Forum Moderators: open

Message Too Old, No Replies

facebook wider crawls

         

lucy24

7:10 pm on Jul 21, 2022 (gmt 0)

WebmasterWorld Senior Member 10+ Year Member Top Contributors Of The Month



Can anyone shed any light on this behavior, noticed sporadically over the last few months and especially the last week or two?

IP: the 173.252 Facebook range (specifically)
User-Agent: the ordinary facebookexternalhit
behavior: robots.txt every couple of days, followed by a whole slew of images from all over the site, seemingly at random, or occasionally a request for root with all supporting files. The requested images are all different, and include some that would definitely never be selected by a human to represent the page they live on.

So far I don't know whether they actually honor robots.txt or it's just for appearances' sake, as it has only just occurred to me to try a Disallow, and they don't ask on every visit. But closer inspection tends to suggest they will not comply.

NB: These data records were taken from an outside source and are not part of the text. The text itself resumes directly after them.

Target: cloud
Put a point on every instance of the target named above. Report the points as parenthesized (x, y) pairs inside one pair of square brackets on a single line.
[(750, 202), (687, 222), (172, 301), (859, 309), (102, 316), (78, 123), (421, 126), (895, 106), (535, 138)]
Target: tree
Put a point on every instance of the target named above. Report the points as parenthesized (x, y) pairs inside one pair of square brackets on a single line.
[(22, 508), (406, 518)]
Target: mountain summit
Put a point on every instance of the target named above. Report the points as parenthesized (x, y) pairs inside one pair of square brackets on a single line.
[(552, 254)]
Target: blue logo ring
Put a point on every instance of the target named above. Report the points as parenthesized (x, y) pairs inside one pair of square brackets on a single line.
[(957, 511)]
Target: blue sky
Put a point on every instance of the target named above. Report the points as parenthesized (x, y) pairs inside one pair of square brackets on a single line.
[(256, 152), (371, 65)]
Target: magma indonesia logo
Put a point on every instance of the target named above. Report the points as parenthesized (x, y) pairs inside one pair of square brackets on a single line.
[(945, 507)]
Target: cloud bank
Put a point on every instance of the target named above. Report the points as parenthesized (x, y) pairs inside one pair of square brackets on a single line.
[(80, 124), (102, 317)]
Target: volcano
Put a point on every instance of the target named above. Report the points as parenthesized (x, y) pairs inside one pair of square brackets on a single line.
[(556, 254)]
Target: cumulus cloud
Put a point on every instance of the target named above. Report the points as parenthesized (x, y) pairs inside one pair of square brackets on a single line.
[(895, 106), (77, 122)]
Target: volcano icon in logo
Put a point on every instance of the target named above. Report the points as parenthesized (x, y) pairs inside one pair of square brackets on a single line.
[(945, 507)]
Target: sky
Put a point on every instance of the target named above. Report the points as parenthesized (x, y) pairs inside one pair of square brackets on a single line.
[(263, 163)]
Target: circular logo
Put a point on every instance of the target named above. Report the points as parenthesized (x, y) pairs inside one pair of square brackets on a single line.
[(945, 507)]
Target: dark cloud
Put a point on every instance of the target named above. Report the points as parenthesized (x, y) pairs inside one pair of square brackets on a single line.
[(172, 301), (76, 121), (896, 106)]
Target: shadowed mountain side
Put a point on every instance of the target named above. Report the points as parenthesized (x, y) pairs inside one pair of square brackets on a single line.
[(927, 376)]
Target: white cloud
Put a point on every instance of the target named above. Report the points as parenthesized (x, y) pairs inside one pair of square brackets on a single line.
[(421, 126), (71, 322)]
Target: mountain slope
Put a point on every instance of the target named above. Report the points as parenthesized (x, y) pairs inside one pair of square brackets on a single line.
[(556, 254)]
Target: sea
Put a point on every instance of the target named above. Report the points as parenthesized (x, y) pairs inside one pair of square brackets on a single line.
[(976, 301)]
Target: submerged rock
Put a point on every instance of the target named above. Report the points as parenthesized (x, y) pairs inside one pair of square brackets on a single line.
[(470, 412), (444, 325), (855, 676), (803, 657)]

In all their robots.txt requests on the site that also houses my piwik files, they have never noticed that the /piwik directory is Disallowed.

jmccormac

7:32 pm on Jul 21, 2022 (gmt 0)

WebmasterWorld Senior Member 10+ Year Member Top Contributors Of The Month



Not sure if it is a preview thing but I've seen the FB externalhit string in the logs quite often.Don't have many images on site and the requests are almost always for html queries (DNS history for domain names) rather than the stats pages.

Regards...jmcc

tangor

8:49 am on Jul 23, 2022 (gmt 0)

WebmasterWorld Senior Member 10+ Year Member Top Contributors Of The Month



The few times I have tried to deal with this in .htaccess folks on FB would contact me as to why my stuff no longer appeared on FB.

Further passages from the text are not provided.